Controls for spectacle use and computers
In these circumstances, spectacles with full corrective or multi-focal lenses should be used and working documents located between the screen and keyboard or alongside the screen to ensure the same focal distances for both. This reduces the likelihood of the operator adopting unnatural neck postures. Computer users concerned about their vision or spectacles should seek advice from their medical or optical specialist.
Radiation and computer screens
Radiation and computers
Computer screens emit very low level electric and magnetic fields. There is no evidence to indicate that electric or magnetic fields from computer screens or associated wireless devices (eg modem, printer, wireless keyboard) represent a health risk. For more information, see the Australian Radiation Protection and Nuclear Safety Agency (ARPANSA) website.
Prevention of computer radiation emissions
There are no Australian Standards or limits set for radiation exposure. The so called ‘Swedish limits’ for computers, designed for measurement and testing of physical emissions, are sometimes used as voluntary recommendations to encourage manufacturers to produce monitors with extremely low emissions.

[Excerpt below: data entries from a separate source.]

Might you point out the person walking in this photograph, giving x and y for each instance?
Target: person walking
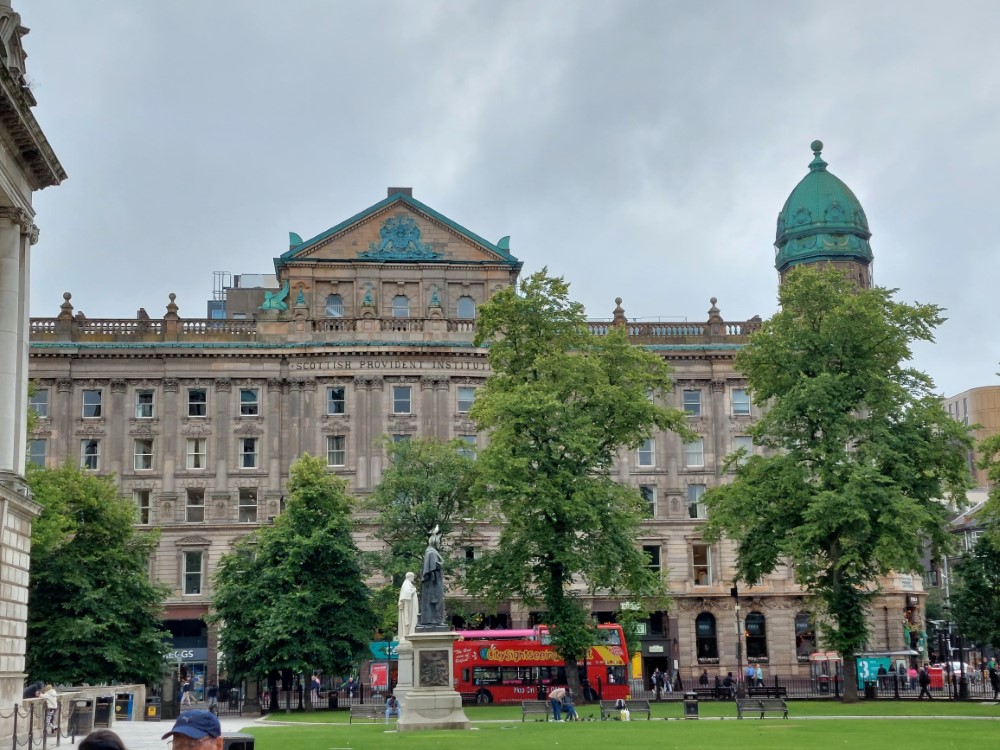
(556, 696)
(925, 680)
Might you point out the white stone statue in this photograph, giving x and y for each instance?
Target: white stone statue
(409, 607)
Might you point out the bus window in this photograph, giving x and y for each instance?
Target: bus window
(610, 637)
(486, 676)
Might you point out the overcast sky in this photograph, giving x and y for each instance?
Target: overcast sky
(640, 149)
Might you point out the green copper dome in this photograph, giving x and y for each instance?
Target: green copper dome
(822, 221)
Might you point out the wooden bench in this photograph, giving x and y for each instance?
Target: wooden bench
(767, 692)
(371, 711)
(609, 709)
(721, 693)
(535, 707)
(761, 706)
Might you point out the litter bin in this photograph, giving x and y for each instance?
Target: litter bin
(690, 705)
(237, 742)
(123, 707)
(102, 711)
(81, 718)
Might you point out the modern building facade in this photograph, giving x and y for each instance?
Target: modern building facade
(369, 333)
(27, 164)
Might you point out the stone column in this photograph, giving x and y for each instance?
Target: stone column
(120, 448)
(13, 410)
(272, 434)
(171, 425)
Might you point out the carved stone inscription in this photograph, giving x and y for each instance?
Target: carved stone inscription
(434, 668)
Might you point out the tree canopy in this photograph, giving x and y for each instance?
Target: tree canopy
(291, 596)
(94, 615)
(560, 408)
(860, 450)
(425, 484)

Studies have so far shown only very low to insignificant levels of various radiation emissions.
So-called radiation filters for screens are unnecessary and may degrade the screen image. The best protection operators have from electric field emissions is the screen. It is therefore best that operators are located in front of the screen. The emission of electromagnetic radiation is mainly from the back of the unit and the cabling rather than from the screen. Although this level is low, it is prudent to further minimise any potential risk by ensuring that cables are housed and shielded where possible and personnel are not located closer to the sides or rear of any computer monitor than to the screen of their own unit. Organisations should continue to review information as it becomes available. Users who remain concerned about the small emission of radiation from conventional screens may prefer to use LCDs.

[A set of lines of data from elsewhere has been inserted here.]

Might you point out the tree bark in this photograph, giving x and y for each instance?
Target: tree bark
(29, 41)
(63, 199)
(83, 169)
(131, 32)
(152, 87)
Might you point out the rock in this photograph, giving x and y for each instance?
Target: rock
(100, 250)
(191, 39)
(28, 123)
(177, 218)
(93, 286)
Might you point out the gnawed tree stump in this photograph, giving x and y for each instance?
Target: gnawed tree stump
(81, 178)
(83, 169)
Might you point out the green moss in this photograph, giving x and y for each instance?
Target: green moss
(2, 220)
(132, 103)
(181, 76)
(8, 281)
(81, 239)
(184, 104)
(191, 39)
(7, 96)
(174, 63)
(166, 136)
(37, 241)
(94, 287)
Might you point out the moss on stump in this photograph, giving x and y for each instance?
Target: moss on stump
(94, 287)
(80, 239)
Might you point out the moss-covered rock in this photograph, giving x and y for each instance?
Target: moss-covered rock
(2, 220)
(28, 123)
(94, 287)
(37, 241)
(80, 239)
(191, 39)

Laptop users should be advised against the long-term use of the computer on their lap because of possible thermal effects.
In summary, there are claims that the low radiation emissions from CRT screens cause adverse health effects in operators. These claims are not supported by scientific research findings or reliable epidemiological studies at this time. On current evidence, the emissions are considered to pose minimal risk to the safety and health of computer operators.